E naturalmente quando questi ex Delta Force, ex Seals, ex Sas devono assumere, ricorrono di preferenza ai propri commilitoni attratti dalle altissime paghe. Secondo il New York Times, un BerrettoVerde o un Seal con 20 anni di anzianità guadagna ora 50.000 dollari come paga base (cui però vanno aggiunge varie indennità), e può andare in pensione con 23.000 dollari l'anno. Le ditte di sicurezza gli offrono dai 100 ai 200.000 dollari l'anno (che si aggiungono alla pensione militare che comprende la copertura sanitaria). Oltre tutto, i contatti tra Pmc e militari sono strutturali. Per esempio, il complesso della Blackwater in North Carolina, comprende poligoni di tiro per armi ad alta potenza, edifici per simulare la liberazione di ostaggi e, scrive il New York Times, «è così moderna e ben equipaggiata che i Navy Seals stanziati nella Little Creek Naval Amphibious Base di Norfolk (Virginia) la usano abitualmente; come anche fanno le unità di polizia di tutta la nazione che vengono da Blackwater per un addestramento specializzato».

Da qui l'emorragia e la richiesta di pensionamento anticipato. Sui 300 membri del Sas, 40 hanno chiesto la pensione anticipata l'anno scorso. Lo stesso sta avvenendo tra le truppe speciali Usa. Tanto che i dirigenti militari sono preoccupati perché lo stato finisce per pagare due volte le Pmc, una volta con i soldi dei contratti, ma un'altra volta con il denaro speso per addestrare le truppe d'élite. È stato calcolato che formare un berretto verde richiede 18 mesi di addestramento (e l'apprendimento di una lingua straniera) per un costo di 257.000 dollari. Il comando delle operazioni speciali Usa ha oggi un organico di 49.000 persone (tra combattenti, piloti, e addetti militari e civili alla logistica, alle comunicazioni e all'infrastruttura), e la fuga dei veterani avviene proprio quando la dottrina Rumsfeld (esercito più leggero ma più professionale e più specializzato) prevede di aumentare gli effettivi delle Operazioni Speciali di 3.900 unità.
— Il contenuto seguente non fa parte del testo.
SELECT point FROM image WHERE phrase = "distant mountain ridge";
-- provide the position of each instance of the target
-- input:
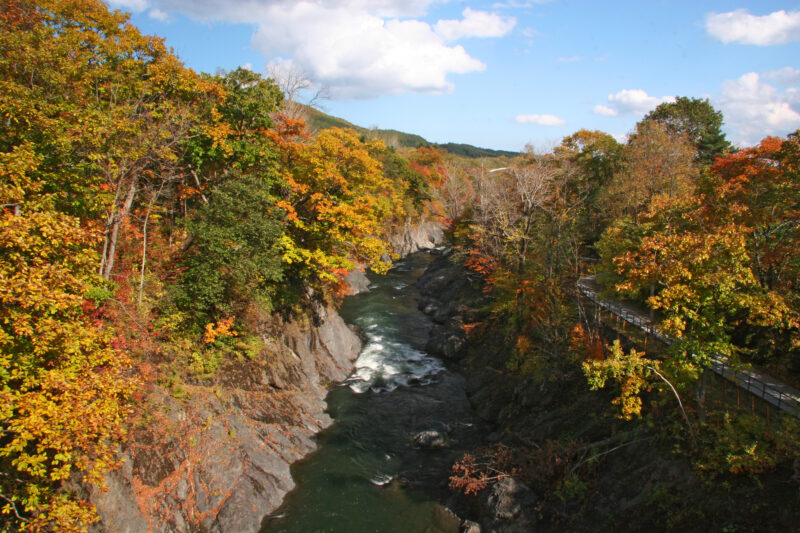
(317, 120)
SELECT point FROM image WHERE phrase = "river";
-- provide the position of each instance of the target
(367, 474)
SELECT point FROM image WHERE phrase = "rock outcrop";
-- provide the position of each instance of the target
(412, 238)
(215, 455)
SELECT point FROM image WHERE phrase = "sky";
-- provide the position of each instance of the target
(509, 73)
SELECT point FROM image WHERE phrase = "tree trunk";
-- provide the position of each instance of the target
(113, 235)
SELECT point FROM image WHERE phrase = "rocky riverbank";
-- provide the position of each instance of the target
(575, 465)
(214, 454)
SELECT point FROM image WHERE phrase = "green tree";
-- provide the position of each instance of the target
(697, 119)
(234, 261)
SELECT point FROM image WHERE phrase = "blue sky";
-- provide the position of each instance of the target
(508, 73)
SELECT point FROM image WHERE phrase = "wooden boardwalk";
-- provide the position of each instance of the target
(762, 386)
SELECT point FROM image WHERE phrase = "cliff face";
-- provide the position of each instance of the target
(411, 238)
(215, 455)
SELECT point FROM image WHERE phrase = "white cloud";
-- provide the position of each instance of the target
(754, 109)
(360, 55)
(250, 10)
(605, 111)
(136, 6)
(157, 14)
(475, 24)
(515, 4)
(541, 120)
(740, 26)
(630, 101)
(785, 76)
(357, 48)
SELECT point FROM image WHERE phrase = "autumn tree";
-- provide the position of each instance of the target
(718, 257)
(597, 157)
(337, 201)
(656, 162)
(62, 383)
(698, 121)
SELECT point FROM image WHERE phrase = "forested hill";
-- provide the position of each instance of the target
(317, 120)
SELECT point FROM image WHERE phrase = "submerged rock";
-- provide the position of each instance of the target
(430, 439)
(508, 507)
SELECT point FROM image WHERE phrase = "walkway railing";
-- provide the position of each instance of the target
(766, 388)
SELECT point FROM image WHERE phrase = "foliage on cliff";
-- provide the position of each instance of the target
(672, 221)
(149, 213)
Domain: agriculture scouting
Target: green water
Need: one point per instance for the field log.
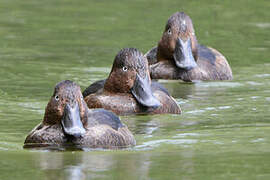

Fino a ora la crescita delle Pmc e la privatizzazione della guerra non hanno suscitato molte proteste. Anche perché i morti delle compagnie private non vengono conteggiati come perdite militari, e quindi non colpiscono l'opinione pubblica. Ma proprio il loro statuto privato, in operazioni di guerra, le rende legalmente irresponsabili. Per ora non sono infatti regolate da nessuna legge né sottoposte a nessun controllo. Finiscono perciò per non differire molto dai bounty killers del Far West, e anche questa loro immunità contribuisce alla guerra civile quotidiana in Iraq.